The US cybersecurity agency CISA on Friday warned of two RoundCube Webmail vulnerabilities being exploited in the wild.
Prevalent within government and enterprise networks, RoundCube Webmail is a popular target for hackers, who have been observed exploiting flaws in the email client within days of public disclosure.
This was the case in June last year with CVE-2025-49113 (CVSS score of 9.9), a post-authentication remote code execution (RCE) issue that was added to CISA’s Known Exploited Vulnerabilities (KEV) catalog on Friday.
The critical bug was introduced over a decade ago and impacts all RoundCube versions 1.1.0 through 1.6.10, allowing attackers to include a payload in the name of files to be uploaded, leading to data being injected in the current session.

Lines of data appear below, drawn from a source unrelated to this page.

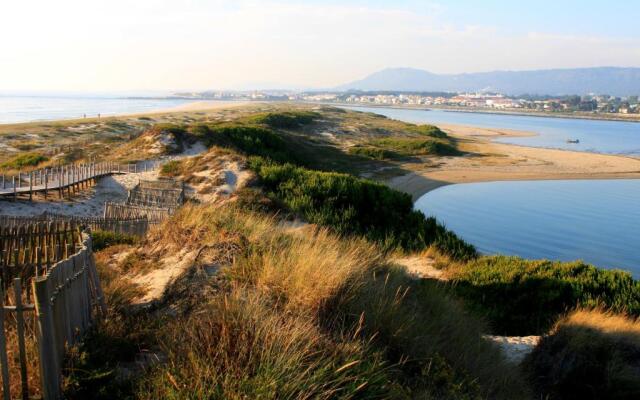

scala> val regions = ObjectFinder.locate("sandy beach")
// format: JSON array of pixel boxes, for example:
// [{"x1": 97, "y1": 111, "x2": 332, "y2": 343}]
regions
[{"x1": 387, "y1": 124, "x2": 640, "y2": 200}]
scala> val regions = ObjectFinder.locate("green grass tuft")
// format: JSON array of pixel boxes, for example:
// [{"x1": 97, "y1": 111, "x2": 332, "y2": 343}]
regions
[{"x1": 455, "y1": 256, "x2": 640, "y2": 335}]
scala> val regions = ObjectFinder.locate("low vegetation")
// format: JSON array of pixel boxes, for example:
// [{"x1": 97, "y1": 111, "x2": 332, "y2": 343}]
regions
[
  {"x1": 525, "y1": 311, "x2": 640, "y2": 399},
  {"x1": 371, "y1": 138, "x2": 460, "y2": 157},
  {"x1": 91, "y1": 231, "x2": 138, "y2": 251},
  {"x1": 250, "y1": 158, "x2": 476, "y2": 260},
  {"x1": 0, "y1": 153, "x2": 49, "y2": 170},
  {"x1": 67, "y1": 205, "x2": 528, "y2": 399},
  {"x1": 454, "y1": 256, "x2": 640, "y2": 335},
  {"x1": 411, "y1": 125, "x2": 448, "y2": 139},
  {"x1": 348, "y1": 145, "x2": 397, "y2": 160},
  {"x1": 253, "y1": 111, "x2": 320, "y2": 129}
]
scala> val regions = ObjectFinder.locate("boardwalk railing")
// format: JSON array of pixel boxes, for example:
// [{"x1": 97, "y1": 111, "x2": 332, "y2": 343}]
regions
[
  {"x1": 0, "y1": 221, "x2": 106, "y2": 400},
  {"x1": 0, "y1": 212, "x2": 149, "y2": 239},
  {"x1": 0, "y1": 161, "x2": 158, "y2": 200}
]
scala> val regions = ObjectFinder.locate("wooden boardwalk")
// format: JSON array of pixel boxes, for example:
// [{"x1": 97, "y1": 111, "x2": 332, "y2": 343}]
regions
[{"x1": 0, "y1": 162, "x2": 155, "y2": 200}]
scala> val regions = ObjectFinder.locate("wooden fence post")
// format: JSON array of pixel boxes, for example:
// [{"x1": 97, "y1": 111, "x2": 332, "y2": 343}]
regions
[
  {"x1": 0, "y1": 281, "x2": 11, "y2": 400},
  {"x1": 33, "y1": 277, "x2": 60, "y2": 400}
]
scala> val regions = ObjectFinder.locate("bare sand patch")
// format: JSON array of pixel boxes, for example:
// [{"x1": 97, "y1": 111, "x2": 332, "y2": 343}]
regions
[{"x1": 387, "y1": 125, "x2": 640, "y2": 200}]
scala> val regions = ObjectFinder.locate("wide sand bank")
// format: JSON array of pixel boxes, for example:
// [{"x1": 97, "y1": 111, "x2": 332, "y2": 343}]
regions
[{"x1": 387, "y1": 124, "x2": 640, "y2": 200}]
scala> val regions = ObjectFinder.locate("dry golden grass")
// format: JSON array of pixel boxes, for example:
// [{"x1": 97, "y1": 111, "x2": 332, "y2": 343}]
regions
[
  {"x1": 525, "y1": 310, "x2": 640, "y2": 399},
  {"x1": 121, "y1": 205, "x2": 529, "y2": 399},
  {"x1": 552, "y1": 310, "x2": 640, "y2": 347}
]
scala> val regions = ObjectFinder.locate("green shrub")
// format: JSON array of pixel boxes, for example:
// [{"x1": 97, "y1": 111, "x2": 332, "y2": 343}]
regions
[
  {"x1": 370, "y1": 138, "x2": 460, "y2": 156},
  {"x1": 198, "y1": 125, "x2": 298, "y2": 162},
  {"x1": 0, "y1": 153, "x2": 49, "y2": 169},
  {"x1": 250, "y1": 158, "x2": 476, "y2": 260},
  {"x1": 455, "y1": 256, "x2": 640, "y2": 335},
  {"x1": 412, "y1": 125, "x2": 449, "y2": 139},
  {"x1": 254, "y1": 111, "x2": 320, "y2": 129},
  {"x1": 153, "y1": 123, "x2": 187, "y2": 136},
  {"x1": 524, "y1": 311, "x2": 640, "y2": 399},
  {"x1": 91, "y1": 231, "x2": 138, "y2": 251},
  {"x1": 160, "y1": 160, "x2": 182, "y2": 176},
  {"x1": 348, "y1": 146, "x2": 397, "y2": 160}
]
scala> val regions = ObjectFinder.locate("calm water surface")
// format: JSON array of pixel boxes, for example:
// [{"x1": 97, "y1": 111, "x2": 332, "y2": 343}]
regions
[
  {"x1": 345, "y1": 107, "x2": 640, "y2": 156},
  {"x1": 415, "y1": 180, "x2": 640, "y2": 278},
  {"x1": 0, "y1": 96, "x2": 200, "y2": 124},
  {"x1": 338, "y1": 107, "x2": 640, "y2": 278}
]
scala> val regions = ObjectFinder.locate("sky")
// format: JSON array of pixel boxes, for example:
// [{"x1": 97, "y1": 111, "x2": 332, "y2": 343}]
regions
[{"x1": 0, "y1": 0, "x2": 640, "y2": 92}]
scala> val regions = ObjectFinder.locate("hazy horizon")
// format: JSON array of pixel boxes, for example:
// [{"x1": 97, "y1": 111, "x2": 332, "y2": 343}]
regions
[{"x1": 0, "y1": 0, "x2": 640, "y2": 93}]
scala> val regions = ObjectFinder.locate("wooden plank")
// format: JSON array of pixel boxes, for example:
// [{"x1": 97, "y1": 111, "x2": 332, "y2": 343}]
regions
[
  {"x1": 13, "y1": 278, "x2": 29, "y2": 400},
  {"x1": 0, "y1": 282, "x2": 11, "y2": 400},
  {"x1": 33, "y1": 277, "x2": 62, "y2": 400}
]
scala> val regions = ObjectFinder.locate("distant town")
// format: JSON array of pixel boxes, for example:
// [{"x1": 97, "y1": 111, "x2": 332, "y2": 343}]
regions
[{"x1": 172, "y1": 90, "x2": 640, "y2": 114}]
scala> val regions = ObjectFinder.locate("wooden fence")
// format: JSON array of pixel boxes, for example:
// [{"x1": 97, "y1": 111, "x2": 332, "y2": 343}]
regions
[
  {"x1": 104, "y1": 202, "x2": 175, "y2": 224},
  {"x1": 0, "y1": 222, "x2": 81, "y2": 290},
  {"x1": 42, "y1": 213, "x2": 149, "y2": 237},
  {"x1": 0, "y1": 227, "x2": 106, "y2": 400},
  {"x1": 0, "y1": 161, "x2": 159, "y2": 200},
  {"x1": 0, "y1": 212, "x2": 149, "y2": 237}
]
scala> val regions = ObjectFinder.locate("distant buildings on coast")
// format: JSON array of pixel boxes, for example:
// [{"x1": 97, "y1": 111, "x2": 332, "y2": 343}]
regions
[{"x1": 173, "y1": 90, "x2": 640, "y2": 114}]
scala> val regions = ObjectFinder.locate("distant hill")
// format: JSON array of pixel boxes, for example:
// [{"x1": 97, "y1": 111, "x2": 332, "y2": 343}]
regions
[{"x1": 336, "y1": 67, "x2": 640, "y2": 96}]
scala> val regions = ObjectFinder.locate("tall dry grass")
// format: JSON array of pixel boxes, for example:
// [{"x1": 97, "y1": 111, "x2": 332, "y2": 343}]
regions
[
  {"x1": 129, "y1": 205, "x2": 529, "y2": 398},
  {"x1": 525, "y1": 310, "x2": 640, "y2": 399}
]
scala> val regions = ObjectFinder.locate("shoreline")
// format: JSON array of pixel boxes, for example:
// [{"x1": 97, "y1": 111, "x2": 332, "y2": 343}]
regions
[
  {"x1": 330, "y1": 102, "x2": 640, "y2": 123},
  {"x1": 385, "y1": 124, "x2": 640, "y2": 202},
  {"x1": 0, "y1": 100, "x2": 254, "y2": 128}
]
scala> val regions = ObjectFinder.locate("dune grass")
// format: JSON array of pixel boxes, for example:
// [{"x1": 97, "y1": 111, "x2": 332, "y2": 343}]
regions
[
  {"x1": 63, "y1": 205, "x2": 528, "y2": 399},
  {"x1": 0, "y1": 153, "x2": 49, "y2": 170},
  {"x1": 369, "y1": 138, "x2": 461, "y2": 157},
  {"x1": 91, "y1": 231, "x2": 138, "y2": 251},
  {"x1": 250, "y1": 158, "x2": 476, "y2": 260},
  {"x1": 444, "y1": 256, "x2": 640, "y2": 335},
  {"x1": 525, "y1": 310, "x2": 640, "y2": 399},
  {"x1": 251, "y1": 110, "x2": 320, "y2": 129}
]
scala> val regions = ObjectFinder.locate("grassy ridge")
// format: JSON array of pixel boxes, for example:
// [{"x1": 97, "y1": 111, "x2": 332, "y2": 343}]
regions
[
  {"x1": 525, "y1": 310, "x2": 640, "y2": 399},
  {"x1": 251, "y1": 158, "x2": 476, "y2": 260},
  {"x1": 67, "y1": 205, "x2": 527, "y2": 400},
  {"x1": 454, "y1": 256, "x2": 640, "y2": 335},
  {"x1": 252, "y1": 111, "x2": 320, "y2": 129},
  {"x1": 185, "y1": 120, "x2": 476, "y2": 260},
  {"x1": 0, "y1": 153, "x2": 49, "y2": 169}
]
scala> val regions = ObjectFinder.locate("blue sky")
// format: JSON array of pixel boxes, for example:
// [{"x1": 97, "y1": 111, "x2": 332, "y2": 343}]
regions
[{"x1": 0, "y1": 0, "x2": 640, "y2": 91}]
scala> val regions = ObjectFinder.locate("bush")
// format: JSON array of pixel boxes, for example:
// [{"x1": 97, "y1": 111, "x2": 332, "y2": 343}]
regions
[
  {"x1": 349, "y1": 146, "x2": 397, "y2": 160},
  {"x1": 370, "y1": 138, "x2": 460, "y2": 157},
  {"x1": 198, "y1": 125, "x2": 298, "y2": 162},
  {"x1": 254, "y1": 111, "x2": 320, "y2": 129},
  {"x1": 0, "y1": 153, "x2": 49, "y2": 169},
  {"x1": 524, "y1": 311, "x2": 640, "y2": 399},
  {"x1": 412, "y1": 125, "x2": 449, "y2": 139},
  {"x1": 91, "y1": 231, "x2": 138, "y2": 251},
  {"x1": 250, "y1": 158, "x2": 476, "y2": 260},
  {"x1": 455, "y1": 256, "x2": 640, "y2": 335},
  {"x1": 160, "y1": 160, "x2": 182, "y2": 176}
]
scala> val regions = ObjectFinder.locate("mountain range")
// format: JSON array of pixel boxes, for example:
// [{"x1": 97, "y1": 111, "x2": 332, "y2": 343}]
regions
[{"x1": 335, "y1": 67, "x2": 640, "y2": 96}]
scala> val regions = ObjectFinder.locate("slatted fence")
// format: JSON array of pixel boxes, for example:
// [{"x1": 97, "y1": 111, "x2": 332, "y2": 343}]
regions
[
  {"x1": 0, "y1": 222, "x2": 106, "y2": 400},
  {"x1": 0, "y1": 212, "x2": 149, "y2": 237},
  {"x1": 104, "y1": 202, "x2": 175, "y2": 224}
]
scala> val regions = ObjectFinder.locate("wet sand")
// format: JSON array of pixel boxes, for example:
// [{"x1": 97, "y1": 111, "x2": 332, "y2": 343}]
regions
[{"x1": 387, "y1": 124, "x2": 640, "y2": 200}]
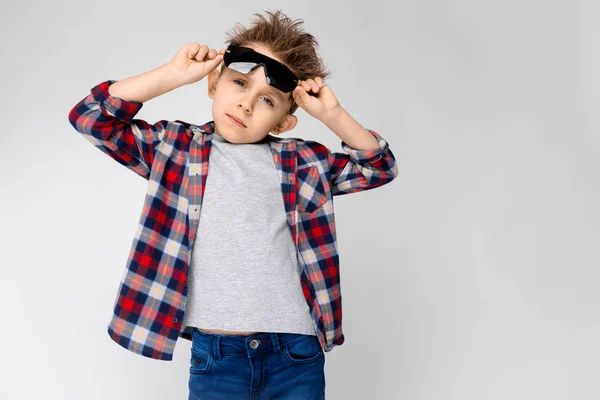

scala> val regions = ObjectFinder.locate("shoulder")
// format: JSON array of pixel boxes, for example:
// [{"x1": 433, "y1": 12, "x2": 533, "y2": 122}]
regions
[{"x1": 295, "y1": 138, "x2": 330, "y2": 167}]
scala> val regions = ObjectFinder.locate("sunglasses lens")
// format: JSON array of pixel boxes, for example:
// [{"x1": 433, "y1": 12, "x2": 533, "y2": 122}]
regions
[
  {"x1": 223, "y1": 46, "x2": 297, "y2": 93},
  {"x1": 227, "y1": 61, "x2": 256, "y2": 74}
]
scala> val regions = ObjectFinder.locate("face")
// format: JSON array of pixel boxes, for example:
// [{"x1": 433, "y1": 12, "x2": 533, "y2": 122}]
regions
[{"x1": 208, "y1": 44, "x2": 298, "y2": 143}]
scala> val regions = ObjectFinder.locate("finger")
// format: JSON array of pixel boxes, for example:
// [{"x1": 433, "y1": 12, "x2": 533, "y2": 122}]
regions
[
  {"x1": 185, "y1": 43, "x2": 200, "y2": 59},
  {"x1": 306, "y1": 78, "x2": 319, "y2": 93},
  {"x1": 205, "y1": 54, "x2": 223, "y2": 75},
  {"x1": 302, "y1": 81, "x2": 310, "y2": 92},
  {"x1": 196, "y1": 44, "x2": 208, "y2": 61}
]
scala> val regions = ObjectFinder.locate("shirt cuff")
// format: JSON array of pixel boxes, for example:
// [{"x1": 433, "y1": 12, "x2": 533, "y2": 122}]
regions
[
  {"x1": 90, "y1": 80, "x2": 144, "y2": 123},
  {"x1": 342, "y1": 129, "x2": 389, "y2": 163}
]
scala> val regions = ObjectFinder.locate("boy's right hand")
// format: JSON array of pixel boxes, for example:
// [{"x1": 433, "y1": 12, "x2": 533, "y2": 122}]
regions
[{"x1": 168, "y1": 43, "x2": 225, "y2": 84}]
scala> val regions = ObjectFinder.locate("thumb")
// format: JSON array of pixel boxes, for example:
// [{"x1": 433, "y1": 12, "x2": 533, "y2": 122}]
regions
[
  {"x1": 204, "y1": 54, "x2": 223, "y2": 73},
  {"x1": 293, "y1": 86, "x2": 308, "y2": 106}
]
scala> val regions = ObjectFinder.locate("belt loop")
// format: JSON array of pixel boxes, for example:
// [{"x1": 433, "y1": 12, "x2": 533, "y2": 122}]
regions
[
  {"x1": 269, "y1": 332, "x2": 281, "y2": 353},
  {"x1": 213, "y1": 335, "x2": 221, "y2": 360}
]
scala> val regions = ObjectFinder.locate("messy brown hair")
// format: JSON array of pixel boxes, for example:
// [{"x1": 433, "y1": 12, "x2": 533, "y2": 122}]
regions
[{"x1": 221, "y1": 10, "x2": 331, "y2": 114}]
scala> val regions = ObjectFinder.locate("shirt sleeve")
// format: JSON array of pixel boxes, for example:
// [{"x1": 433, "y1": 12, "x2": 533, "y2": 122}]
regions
[
  {"x1": 69, "y1": 80, "x2": 169, "y2": 179},
  {"x1": 328, "y1": 129, "x2": 398, "y2": 196}
]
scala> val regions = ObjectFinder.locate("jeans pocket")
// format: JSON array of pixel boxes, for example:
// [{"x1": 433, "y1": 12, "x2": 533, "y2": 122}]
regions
[
  {"x1": 190, "y1": 347, "x2": 213, "y2": 374},
  {"x1": 283, "y1": 335, "x2": 324, "y2": 364}
]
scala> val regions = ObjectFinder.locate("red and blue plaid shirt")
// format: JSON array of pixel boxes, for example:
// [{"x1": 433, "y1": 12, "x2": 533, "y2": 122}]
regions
[{"x1": 69, "y1": 80, "x2": 398, "y2": 361}]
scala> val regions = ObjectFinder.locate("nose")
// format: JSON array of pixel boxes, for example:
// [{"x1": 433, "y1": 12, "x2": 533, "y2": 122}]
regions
[{"x1": 238, "y1": 96, "x2": 252, "y2": 114}]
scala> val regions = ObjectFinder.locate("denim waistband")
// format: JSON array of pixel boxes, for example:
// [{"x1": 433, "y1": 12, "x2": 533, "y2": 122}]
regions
[{"x1": 192, "y1": 327, "x2": 318, "y2": 360}]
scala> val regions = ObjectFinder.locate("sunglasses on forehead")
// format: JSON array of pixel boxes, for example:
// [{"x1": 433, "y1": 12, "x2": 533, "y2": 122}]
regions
[{"x1": 223, "y1": 45, "x2": 300, "y2": 93}]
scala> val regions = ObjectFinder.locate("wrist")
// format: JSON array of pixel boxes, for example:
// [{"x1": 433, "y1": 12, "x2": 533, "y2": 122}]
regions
[{"x1": 321, "y1": 103, "x2": 347, "y2": 126}]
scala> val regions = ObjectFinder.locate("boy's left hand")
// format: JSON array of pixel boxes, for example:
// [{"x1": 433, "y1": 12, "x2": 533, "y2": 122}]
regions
[{"x1": 292, "y1": 77, "x2": 340, "y2": 121}]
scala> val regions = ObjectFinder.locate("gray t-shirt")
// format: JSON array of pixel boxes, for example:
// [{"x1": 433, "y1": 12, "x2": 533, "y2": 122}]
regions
[{"x1": 183, "y1": 134, "x2": 316, "y2": 335}]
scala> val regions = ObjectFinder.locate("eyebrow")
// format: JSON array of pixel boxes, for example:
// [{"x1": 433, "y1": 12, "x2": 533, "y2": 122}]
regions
[{"x1": 230, "y1": 69, "x2": 286, "y2": 102}]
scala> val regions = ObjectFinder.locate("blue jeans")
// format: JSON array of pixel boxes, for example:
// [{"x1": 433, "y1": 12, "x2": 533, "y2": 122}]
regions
[{"x1": 188, "y1": 328, "x2": 325, "y2": 400}]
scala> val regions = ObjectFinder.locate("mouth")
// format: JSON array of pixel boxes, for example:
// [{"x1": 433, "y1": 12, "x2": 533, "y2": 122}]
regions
[{"x1": 225, "y1": 114, "x2": 246, "y2": 128}]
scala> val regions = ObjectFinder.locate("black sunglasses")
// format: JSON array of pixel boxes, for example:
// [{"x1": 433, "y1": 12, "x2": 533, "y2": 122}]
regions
[{"x1": 223, "y1": 45, "x2": 300, "y2": 93}]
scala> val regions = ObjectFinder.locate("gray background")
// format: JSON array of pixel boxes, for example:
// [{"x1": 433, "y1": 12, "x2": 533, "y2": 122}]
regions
[{"x1": 0, "y1": 0, "x2": 600, "y2": 400}]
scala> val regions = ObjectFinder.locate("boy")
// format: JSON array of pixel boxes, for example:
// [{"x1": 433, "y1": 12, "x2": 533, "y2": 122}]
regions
[{"x1": 69, "y1": 11, "x2": 398, "y2": 399}]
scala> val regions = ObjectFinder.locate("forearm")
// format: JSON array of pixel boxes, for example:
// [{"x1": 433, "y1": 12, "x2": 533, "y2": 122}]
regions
[
  {"x1": 323, "y1": 106, "x2": 379, "y2": 150},
  {"x1": 108, "y1": 64, "x2": 184, "y2": 103}
]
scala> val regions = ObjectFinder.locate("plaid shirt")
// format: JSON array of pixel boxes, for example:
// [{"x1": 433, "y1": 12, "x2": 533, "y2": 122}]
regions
[{"x1": 69, "y1": 80, "x2": 398, "y2": 361}]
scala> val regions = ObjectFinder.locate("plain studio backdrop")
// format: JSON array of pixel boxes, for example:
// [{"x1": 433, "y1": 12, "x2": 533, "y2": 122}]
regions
[{"x1": 0, "y1": 0, "x2": 600, "y2": 400}]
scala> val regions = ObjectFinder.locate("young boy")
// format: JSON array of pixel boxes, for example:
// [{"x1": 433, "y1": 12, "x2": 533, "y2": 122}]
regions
[{"x1": 69, "y1": 11, "x2": 398, "y2": 399}]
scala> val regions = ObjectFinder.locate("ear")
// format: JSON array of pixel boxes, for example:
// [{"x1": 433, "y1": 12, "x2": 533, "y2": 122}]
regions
[
  {"x1": 271, "y1": 114, "x2": 298, "y2": 135},
  {"x1": 207, "y1": 69, "x2": 219, "y2": 99}
]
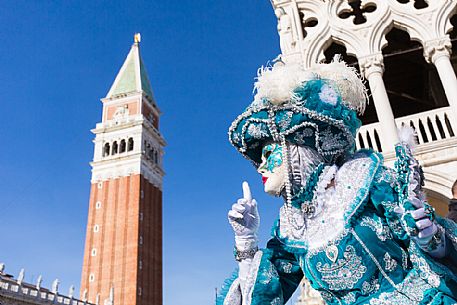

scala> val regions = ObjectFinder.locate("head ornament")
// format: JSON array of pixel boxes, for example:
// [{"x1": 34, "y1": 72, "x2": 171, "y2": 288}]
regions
[{"x1": 229, "y1": 57, "x2": 367, "y2": 165}]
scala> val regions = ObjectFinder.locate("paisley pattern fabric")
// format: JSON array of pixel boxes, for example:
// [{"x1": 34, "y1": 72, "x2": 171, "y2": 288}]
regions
[{"x1": 217, "y1": 151, "x2": 457, "y2": 305}]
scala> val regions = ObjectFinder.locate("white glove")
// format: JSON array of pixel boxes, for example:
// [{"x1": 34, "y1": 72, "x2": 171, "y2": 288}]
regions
[{"x1": 228, "y1": 182, "x2": 260, "y2": 251}]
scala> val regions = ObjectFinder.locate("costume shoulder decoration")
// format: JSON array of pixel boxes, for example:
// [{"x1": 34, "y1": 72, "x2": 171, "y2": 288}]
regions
[{"x1": 229, "y1": 57, "x2": 367, "y2": 165}]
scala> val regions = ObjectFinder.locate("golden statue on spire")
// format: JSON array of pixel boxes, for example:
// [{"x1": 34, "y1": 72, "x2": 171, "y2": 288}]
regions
[{"x1": 133, "y1": 33, "x2": 141, "y2": 44}]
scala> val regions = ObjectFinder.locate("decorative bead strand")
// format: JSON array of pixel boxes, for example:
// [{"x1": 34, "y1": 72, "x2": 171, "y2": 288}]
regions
[{"x1": 281, "y1": 136, "x2": 292, "y2": 208}]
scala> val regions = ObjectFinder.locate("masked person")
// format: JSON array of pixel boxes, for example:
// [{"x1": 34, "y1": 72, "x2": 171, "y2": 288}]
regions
[{"x1": 217, "y1": 58, "x2": 457, "y2": 305}]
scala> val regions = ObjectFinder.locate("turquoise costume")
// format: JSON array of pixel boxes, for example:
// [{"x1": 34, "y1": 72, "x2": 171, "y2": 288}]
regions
[{"x1": 217, "y1": 61, "x2": 457, "y2": 305}]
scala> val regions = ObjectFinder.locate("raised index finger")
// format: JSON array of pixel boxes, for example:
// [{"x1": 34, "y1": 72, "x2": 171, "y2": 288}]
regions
[{"x1": 242, "y1": 181, "x2": 252, "y2": 201}]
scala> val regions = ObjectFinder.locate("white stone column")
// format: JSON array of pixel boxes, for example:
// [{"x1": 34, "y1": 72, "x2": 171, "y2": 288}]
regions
[
  {"x1": 359, "y1": 53, "x2": 398, "y2": 152},
  {"x1": 424, "y1": 37, "x2": 457, "y2": 120}
]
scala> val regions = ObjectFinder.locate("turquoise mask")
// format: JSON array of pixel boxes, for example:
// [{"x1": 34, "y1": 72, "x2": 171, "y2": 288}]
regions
[{"x1": 260, "y1": 143, "x2": 283, "y2": 173}]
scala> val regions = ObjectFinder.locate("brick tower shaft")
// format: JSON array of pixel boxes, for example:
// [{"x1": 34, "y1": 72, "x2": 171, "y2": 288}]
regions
[{"x1": 81, "y1": 34, "x2": 165, "y2": 305}]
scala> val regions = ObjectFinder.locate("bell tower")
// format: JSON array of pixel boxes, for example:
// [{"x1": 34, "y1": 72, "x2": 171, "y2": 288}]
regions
[{"x1": 81, "y1": 34, "x2": 165, "y2": 305}]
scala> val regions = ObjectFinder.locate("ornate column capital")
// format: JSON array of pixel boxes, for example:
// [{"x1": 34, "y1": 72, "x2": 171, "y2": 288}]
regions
[
  {"x1": 424, "y1": 35, "x2": 452, "y2": 63},
  {"x1": 359, "y1": 52, "x2": 384, "y2": 79}
]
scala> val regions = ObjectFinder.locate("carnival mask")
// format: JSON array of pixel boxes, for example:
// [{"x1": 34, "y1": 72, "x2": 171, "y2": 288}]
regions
[{"x1": 257, "y1": 143, "x2": 287, "y2": 196}]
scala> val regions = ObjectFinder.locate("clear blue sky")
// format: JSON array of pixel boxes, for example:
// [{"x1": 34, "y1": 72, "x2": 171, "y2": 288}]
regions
[{"x1": 0, "y1": 0, "x2": 298, "y2": 305}]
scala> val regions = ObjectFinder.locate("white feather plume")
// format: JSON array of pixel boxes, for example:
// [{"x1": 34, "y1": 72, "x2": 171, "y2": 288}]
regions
[
  {"x1": 254, "y1": 62, "x2": 313, "y2": 105},
  {"x1": 398, "y1": 125, "x2": 417, "y2": 150}
]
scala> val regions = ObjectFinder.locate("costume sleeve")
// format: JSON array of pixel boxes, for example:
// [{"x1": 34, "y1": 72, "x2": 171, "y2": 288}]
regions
[{"x1": 216, "y1": 238, "x2": 303, "y2": 305}]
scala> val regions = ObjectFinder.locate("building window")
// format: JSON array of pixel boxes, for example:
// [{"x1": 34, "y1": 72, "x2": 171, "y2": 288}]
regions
[
  {"x1": 111, "y1": 141, "x2": 118, "y2": 155},
  {"x1": 119, "y1": 140, "x2": 127, "y2": 154},
  {"x1": 103, "y1": 143, "x2": 110, "y2": 157},
  {"x1": 127, "y1": 138, "x2": 133, "y2": 151}
]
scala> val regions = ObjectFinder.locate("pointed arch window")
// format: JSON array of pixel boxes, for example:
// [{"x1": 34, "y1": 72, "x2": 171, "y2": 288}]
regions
[
  {"x1": 119, "y1": 140, "x2": 127, "y2": 154},
  {"x1": 127, "y1": 138, "x2": 133, "y2": 151},
  {"x1": 111, "y1": 141, "x2": 118, "y2": 155}
]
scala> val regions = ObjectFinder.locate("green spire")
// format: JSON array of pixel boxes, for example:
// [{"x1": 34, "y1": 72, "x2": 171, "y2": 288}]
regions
[{"x1": 106, "y1": 34, "x2": 153, "y2": 99}]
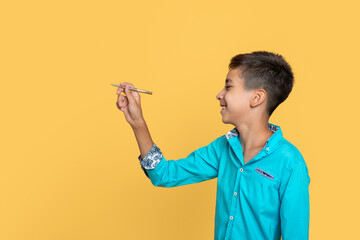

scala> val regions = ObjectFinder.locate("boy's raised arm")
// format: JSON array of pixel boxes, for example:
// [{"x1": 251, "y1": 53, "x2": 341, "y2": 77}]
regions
[
  {"x1": 116, "y1": 83, "x2": 220, "y2": 187},
  {"x1": 116, "y1": 82, "x2": 154, "y2": 158}
]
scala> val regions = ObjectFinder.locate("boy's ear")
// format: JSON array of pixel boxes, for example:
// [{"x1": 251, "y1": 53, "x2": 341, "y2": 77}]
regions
[{"x1": 250, "y1": 89, "x2": 266, "y2": 107}]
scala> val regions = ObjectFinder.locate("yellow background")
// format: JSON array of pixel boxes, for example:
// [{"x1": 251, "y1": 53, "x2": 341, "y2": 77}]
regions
[{"x1": 0, "y1": 0, "x2": 360, "y2": 240}]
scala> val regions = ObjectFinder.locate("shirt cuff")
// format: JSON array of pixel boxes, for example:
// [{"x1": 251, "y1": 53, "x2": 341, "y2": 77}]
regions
[{"x1": 138, "y1": 143, "x2": 163, "y2": 169}]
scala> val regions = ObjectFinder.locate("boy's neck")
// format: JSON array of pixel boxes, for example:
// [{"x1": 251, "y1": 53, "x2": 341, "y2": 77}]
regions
[{"x1": 235, "y1": 121, "x2": 273, "y2": 152}]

The security defect was patched on June 1, 2025, and threat actors devised exploit code targeting it within days, claiming that credentials needed for successful exploitation could be brute forced.
On Friday, CISA warned that, in addition to CVE-2025-49113, threat actors have been exploiting CVE-2025-68461 (CVSS score of 7.2), a high-severity RoundCube vulnerability patched in December 2025.
The flaw, an XSS issue exploitable via the animate tag in an SVG document, was resolved in Webmail versions 1.6.12 and 1.5.12.
The vulnerable RoundCube releases did not properly sanitize malicious payloads that could be embedded in the animate tag, allowing attackers to execute code in the context of the victim’s browser session without user interaction.
CISA has urged federal agencies to patch both RoundCube vulnerabilities within three weeks, as mandated by Binding Operational Directive (BOD) 22-01.
All organizations are advised to review CISA’s KEV catalog and prioritize addressing the security defects it contains.